Just as in his letters, we do not find that he is describing the Fall of Adam into sin as bringing about an angry and legalistic response on the part of God, so that the consequences should be understood as a legal penalty. This does not mean that they were not of the most serious and devastating degree. But when God says, “Dust you are, and to dust you shall return”, he is not determining to punish man, but is describing what is the truth of Adam’s circumstance as soon as he turned to sin. Adam is dust, he is made of the earth. This is not a punishment, it is the truth. And without the gift of immortality he must return to dust. This is not a punishment either, because, as the Fathers teach, all created natures are mortal. Only God is immortal by nature. When Adam turned away from God and lost the gift of the breath of life, the Holy Spirit, then he became subject to his natural mortality. This is a consequence of Adam’s own actions, not a special punishment of God.

In another hymn, #334, we read,

Through the transgression committed by Adam the beginning of our race, we heard the words, “Dust you are, and to dust you shall return”. And in consequence of such a sentence greedy death has since that time swallowed us up., having by strength prevailed over us. But again, he who is the Son and Word of God, having become a man without change, removed all tears of weeping from every face, and caused them to pass away by means of the rising from among the dead…

This hymn also seems to present the consequences of Adam’s sin as being his subjection to the natural mortality of his humanity, and more than that, the domination of death in the fullest sense, as separation from life. In this hymn, and many others, the incarnation is presented as the victory over death, and the problem which man is facing seems to be expressed primarily as death, the mortality of the body, and the spiritual separation of man from God.

What can be concluded from these excerpts from the letters and hymns of St Severus? It is to be noted that St Severus does not speak about God’s anger or wrath in this context. The consequences of Adam’s sin are not presented as a deliberate act of legal judgement against Adam after his case had been considered. We do not read anywhere that it is because of the divine anger that Adam falls under his natural mortality, becomes subject to lusts and passions, is separated from the life of God, loses the grace of the Holy Spirit and is expelled from Paradise. On the contrary, all of these are presented as serious, but necessary consequences of turning away from God towards sin.
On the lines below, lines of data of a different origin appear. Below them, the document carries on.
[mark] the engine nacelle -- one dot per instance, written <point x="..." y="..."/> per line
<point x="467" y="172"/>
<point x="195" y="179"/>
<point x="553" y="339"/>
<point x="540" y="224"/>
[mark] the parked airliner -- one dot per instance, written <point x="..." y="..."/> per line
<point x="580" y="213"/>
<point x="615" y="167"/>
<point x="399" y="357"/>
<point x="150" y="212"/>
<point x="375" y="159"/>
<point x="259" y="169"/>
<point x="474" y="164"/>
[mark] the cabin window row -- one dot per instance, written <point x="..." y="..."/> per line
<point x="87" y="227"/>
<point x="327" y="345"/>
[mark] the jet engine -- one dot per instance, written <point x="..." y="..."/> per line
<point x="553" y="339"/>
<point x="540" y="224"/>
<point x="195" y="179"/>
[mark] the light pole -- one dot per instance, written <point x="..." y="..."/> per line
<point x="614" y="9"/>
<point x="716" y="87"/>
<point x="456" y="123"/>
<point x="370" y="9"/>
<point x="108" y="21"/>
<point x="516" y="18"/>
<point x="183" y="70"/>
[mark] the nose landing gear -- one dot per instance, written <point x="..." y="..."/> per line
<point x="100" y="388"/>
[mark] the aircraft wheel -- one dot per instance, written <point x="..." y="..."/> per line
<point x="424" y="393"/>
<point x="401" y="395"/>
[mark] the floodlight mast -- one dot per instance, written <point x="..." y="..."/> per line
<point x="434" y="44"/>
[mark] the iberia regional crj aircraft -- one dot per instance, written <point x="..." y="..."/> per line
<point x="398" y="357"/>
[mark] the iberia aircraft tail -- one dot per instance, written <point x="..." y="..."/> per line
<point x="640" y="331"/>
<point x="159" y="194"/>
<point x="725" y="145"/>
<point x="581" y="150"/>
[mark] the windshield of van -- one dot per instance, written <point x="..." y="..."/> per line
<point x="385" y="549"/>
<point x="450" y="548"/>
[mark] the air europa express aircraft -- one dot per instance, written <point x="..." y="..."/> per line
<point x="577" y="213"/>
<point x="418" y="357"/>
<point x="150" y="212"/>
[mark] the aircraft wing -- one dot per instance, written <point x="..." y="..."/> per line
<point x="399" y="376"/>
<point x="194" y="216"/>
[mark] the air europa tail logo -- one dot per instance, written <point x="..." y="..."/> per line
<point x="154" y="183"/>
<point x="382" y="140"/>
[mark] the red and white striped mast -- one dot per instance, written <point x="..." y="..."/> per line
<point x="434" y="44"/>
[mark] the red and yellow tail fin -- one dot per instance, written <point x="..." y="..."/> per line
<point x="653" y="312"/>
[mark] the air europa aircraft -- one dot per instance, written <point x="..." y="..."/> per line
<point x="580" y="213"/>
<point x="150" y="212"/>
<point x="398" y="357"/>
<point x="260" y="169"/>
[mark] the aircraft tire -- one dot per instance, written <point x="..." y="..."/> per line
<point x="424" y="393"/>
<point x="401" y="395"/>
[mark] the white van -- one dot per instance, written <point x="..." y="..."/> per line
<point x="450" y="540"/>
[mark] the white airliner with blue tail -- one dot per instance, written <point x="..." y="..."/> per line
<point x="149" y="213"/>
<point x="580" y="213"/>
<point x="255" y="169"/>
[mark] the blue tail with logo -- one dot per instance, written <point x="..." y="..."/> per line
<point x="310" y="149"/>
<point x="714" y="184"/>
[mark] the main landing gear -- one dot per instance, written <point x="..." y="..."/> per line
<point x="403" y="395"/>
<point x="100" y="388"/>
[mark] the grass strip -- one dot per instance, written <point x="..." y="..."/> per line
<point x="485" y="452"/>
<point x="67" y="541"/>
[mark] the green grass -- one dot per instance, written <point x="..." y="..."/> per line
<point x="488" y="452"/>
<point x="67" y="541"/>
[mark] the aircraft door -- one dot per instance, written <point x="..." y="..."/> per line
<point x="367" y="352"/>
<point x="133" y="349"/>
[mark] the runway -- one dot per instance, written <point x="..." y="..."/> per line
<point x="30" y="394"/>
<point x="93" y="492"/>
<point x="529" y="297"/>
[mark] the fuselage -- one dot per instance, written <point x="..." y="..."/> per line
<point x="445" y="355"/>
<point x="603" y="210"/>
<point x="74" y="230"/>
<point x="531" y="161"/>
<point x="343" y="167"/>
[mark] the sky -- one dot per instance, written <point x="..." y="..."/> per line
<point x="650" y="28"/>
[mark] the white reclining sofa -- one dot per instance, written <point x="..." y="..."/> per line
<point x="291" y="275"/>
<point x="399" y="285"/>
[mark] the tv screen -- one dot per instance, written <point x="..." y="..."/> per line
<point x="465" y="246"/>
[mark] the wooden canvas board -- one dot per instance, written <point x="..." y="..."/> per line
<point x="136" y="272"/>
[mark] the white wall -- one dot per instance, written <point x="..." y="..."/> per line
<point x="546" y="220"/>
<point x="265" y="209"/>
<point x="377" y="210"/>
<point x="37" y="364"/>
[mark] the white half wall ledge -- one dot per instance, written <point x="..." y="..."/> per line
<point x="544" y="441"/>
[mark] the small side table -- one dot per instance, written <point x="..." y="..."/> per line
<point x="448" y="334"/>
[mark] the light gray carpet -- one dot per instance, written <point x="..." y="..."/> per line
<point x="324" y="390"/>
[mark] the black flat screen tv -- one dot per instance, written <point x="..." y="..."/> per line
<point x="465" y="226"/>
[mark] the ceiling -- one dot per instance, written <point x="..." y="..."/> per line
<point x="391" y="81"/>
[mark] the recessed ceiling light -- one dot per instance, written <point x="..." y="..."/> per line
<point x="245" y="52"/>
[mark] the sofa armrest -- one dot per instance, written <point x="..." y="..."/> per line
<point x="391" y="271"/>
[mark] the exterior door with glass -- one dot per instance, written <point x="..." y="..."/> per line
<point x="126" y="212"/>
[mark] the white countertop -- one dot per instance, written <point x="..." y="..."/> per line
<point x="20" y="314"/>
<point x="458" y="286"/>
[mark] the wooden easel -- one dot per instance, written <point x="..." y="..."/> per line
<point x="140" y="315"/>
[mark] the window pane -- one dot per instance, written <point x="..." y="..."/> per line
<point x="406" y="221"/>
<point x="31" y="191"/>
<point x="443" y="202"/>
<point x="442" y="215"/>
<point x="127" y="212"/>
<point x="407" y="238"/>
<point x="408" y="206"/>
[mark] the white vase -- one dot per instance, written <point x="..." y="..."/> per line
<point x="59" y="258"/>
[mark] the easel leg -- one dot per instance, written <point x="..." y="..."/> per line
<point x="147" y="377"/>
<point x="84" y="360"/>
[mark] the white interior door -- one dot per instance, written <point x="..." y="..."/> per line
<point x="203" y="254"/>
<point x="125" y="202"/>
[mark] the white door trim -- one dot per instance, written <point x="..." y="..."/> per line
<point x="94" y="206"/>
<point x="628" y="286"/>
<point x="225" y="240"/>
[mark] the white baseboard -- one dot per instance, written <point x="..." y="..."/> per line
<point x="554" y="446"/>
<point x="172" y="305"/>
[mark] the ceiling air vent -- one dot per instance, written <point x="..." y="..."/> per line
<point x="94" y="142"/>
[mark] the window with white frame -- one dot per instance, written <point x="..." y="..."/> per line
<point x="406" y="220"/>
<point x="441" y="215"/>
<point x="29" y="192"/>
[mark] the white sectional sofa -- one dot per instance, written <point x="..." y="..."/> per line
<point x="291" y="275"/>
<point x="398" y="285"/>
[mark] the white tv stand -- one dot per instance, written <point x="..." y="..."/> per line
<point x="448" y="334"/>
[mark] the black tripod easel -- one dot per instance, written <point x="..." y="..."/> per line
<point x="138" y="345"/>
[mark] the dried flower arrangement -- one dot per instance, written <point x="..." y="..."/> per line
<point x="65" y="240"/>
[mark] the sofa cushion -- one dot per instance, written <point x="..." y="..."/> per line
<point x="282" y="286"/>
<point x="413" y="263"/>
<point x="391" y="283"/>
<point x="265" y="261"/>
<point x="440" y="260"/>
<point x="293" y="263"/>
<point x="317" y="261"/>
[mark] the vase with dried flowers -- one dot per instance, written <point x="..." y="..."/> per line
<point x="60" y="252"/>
It is appropriate to say that we can be condemned by our own actions, and that the statements which God makes are matters of spiritual fact, not expressions of particular divine punishment. Indeed, St Severus, in these references, does not speak about divine punishment in these passages, even though there is certainly a punishment which comes upon Adam and is the consequence of his sin. It is death, in the widest sense, which St Severus seems to consider the real and most significant aspect of the Fall, but far from describing God as either imposing death as a penalty, or as the result of his anger, it seems that God, the Holy Trinity, treats death asĀ  a sickness and an illness which can be healed only by a divine action in the nature of man, by the incarnation of the Word for our salvation.

In this continuing study we will turn to other important patristic sources to understand what they taught about the consequences of Adam’s sin.